Note: + = Positive, - = Negative

L. Ivanovii conony characteristics are observed on nutrient agar plates or slants.

==Distinction==
Listeria ivanovii can be distinguished from L. monocytogenes and other Listeria species by culturing it on sheep or horse blood agar, which will produce a wide, clear or double zone of haemolysis, producing a so-called positive Christie-Atkins-Munch-Petersen (CAMP) reaction with Rhodococcus equi but not with haemolytic Staphylococcus aureus. L. ivanovii's unique feature compared to most species in this genus is that it can ferment D-ribose.

The bacteria doesn't produce CO_{2} for the Oxidase test. The Nitrate reductase test results in Nitrate not reducing to Nitrite, so it reduces to something other than this. Gelatin doesn't liquify/hydrolyzed, which would prove if the bacteria produces gelatinases. On a blood agar containing sheep or horse blood, the agar shows β-hemolytic.

==Pathology==
Infection with L. ivanovii can lead to septicemic disease with enteritis, neonatal sepsis and even abortion. Pregnant ruminants are therefore most at risk. The infection multiplies in the liver and is known to spread to macrophages as well as non-phagocytic cells. Listeria ivanovii can be found in the soil, water, feces, and several different types of food. Animals can get infected due to eating decomposed plants and feces from other infected animals.

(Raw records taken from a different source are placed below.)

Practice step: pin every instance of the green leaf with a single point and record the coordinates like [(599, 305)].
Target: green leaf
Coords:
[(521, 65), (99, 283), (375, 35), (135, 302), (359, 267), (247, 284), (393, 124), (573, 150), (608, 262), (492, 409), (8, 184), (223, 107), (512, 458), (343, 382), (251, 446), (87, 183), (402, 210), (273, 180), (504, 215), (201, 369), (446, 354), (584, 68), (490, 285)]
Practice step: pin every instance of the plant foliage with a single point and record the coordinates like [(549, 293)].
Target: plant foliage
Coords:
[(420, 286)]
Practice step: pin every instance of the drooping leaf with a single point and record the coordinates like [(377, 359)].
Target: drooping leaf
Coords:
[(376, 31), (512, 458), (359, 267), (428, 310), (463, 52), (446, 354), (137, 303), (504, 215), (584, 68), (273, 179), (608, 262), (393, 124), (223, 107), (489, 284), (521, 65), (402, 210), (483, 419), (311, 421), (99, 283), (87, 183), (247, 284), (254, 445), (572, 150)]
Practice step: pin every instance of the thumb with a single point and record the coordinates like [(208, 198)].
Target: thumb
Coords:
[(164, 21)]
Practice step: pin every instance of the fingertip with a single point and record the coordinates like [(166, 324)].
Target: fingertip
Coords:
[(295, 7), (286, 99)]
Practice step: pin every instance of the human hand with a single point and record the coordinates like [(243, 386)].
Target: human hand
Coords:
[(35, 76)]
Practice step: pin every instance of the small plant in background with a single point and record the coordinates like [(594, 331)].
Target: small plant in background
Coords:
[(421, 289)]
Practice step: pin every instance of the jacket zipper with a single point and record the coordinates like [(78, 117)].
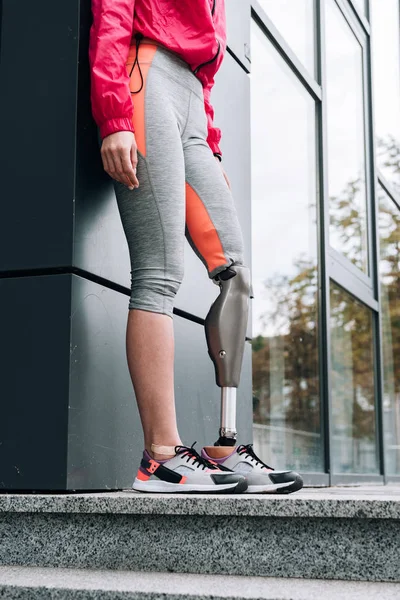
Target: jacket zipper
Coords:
[(219, 46), (208, 61)]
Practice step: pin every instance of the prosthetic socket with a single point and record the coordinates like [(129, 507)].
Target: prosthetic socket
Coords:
[(225, 328)]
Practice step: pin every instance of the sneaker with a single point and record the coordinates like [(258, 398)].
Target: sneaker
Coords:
[(186, 472), (261, 478)]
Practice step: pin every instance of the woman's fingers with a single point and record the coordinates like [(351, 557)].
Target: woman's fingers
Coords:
[(116, 151), (128, 169)]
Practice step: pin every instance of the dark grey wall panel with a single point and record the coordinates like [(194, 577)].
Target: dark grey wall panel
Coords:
[(38, 75), (231, 100), (99, 241), (238, 19), (104, 430), (34, 377)]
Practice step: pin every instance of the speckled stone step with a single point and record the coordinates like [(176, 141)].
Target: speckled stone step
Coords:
[(36, 583), (324, 535)]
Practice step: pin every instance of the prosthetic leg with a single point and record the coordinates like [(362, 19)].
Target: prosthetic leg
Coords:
[(225, 328)]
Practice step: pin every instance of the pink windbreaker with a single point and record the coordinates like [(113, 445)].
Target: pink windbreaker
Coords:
[(194, 29)]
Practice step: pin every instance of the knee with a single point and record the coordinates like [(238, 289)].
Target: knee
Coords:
[(154, 290)]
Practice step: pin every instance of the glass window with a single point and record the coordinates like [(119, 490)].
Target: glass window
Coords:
[(284, 264), (385, 20), (389, 235), (346, 142), (295, 21), (353, 394), (360, 4)]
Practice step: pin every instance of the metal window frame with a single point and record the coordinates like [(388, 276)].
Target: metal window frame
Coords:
[(331, 264)]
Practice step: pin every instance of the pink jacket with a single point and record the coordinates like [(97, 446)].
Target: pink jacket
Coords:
[(195, 29)]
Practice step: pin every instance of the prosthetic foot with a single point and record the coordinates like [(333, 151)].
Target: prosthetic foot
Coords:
[(225, 327)]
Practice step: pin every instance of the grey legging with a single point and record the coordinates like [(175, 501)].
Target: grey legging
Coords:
[(182, 188)]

Although L. ivanovii is most typically found in sheep, it can be passed to humans via food such as fresh cheese. Until 2010, this bacteria was thought to only infect ruminants (sheep), and its sister bacteria Listeria monocytogenes was blamed for infection of humans. A human infection because of L. ivanovii is rare, but serious. This bacteria infection is serious because L. ivanovii can continue to grow on foods in refrigerated conditions. If a person were to contract an infection from this bacteria, they would begin to develop mild flu-like symptoms that could potentially turn into more serious conditions such as sepsis, meningitis, encephalitis, and intrauterine infections (an infection of the womb that can cause abortions). The best way to avoid this infection, especially for those at risk (elderly, weakened immune systems, and pregnant women) maintain a clean kitchen and to avoid foods such as unpasteurized milk, cheese made from unpasteurized milk, and raw fish.

Testing for the presence of this bacteria is often determined by testing fecal material.

L. ivanovii can have transformation in a research setting using electrotransformation with a plasmid that uses ActA protein. The ActA protein is used, so that the recombinant plasmid can code the N-terminus region of the protein. To perform this, a buffer must be used in order for electrotransformation to be performed with L. ivanovii.

==Human infection==
In January 2007, a 55-year-old man was hospitalized in Paris, France. After examination he was thought to have listeriosis. Both blood and stool samples were taken. L. ivanovii was identified, thus characterizing the species as an enteric opportunistic human pathogen. As L. ivanovii is usually only found in ruminants and human infection is extremely rare, this infection can be seen as a form of zoonosis.

==Treatment==
If diagnosed early, antibiotics can be effective. Antibiotics effective against Listeria species include ampicillin, vancomycin, ciprofloxacin and azithromycin. Early diagnosis is uncommon because infection is not usually accompanied by symptoms.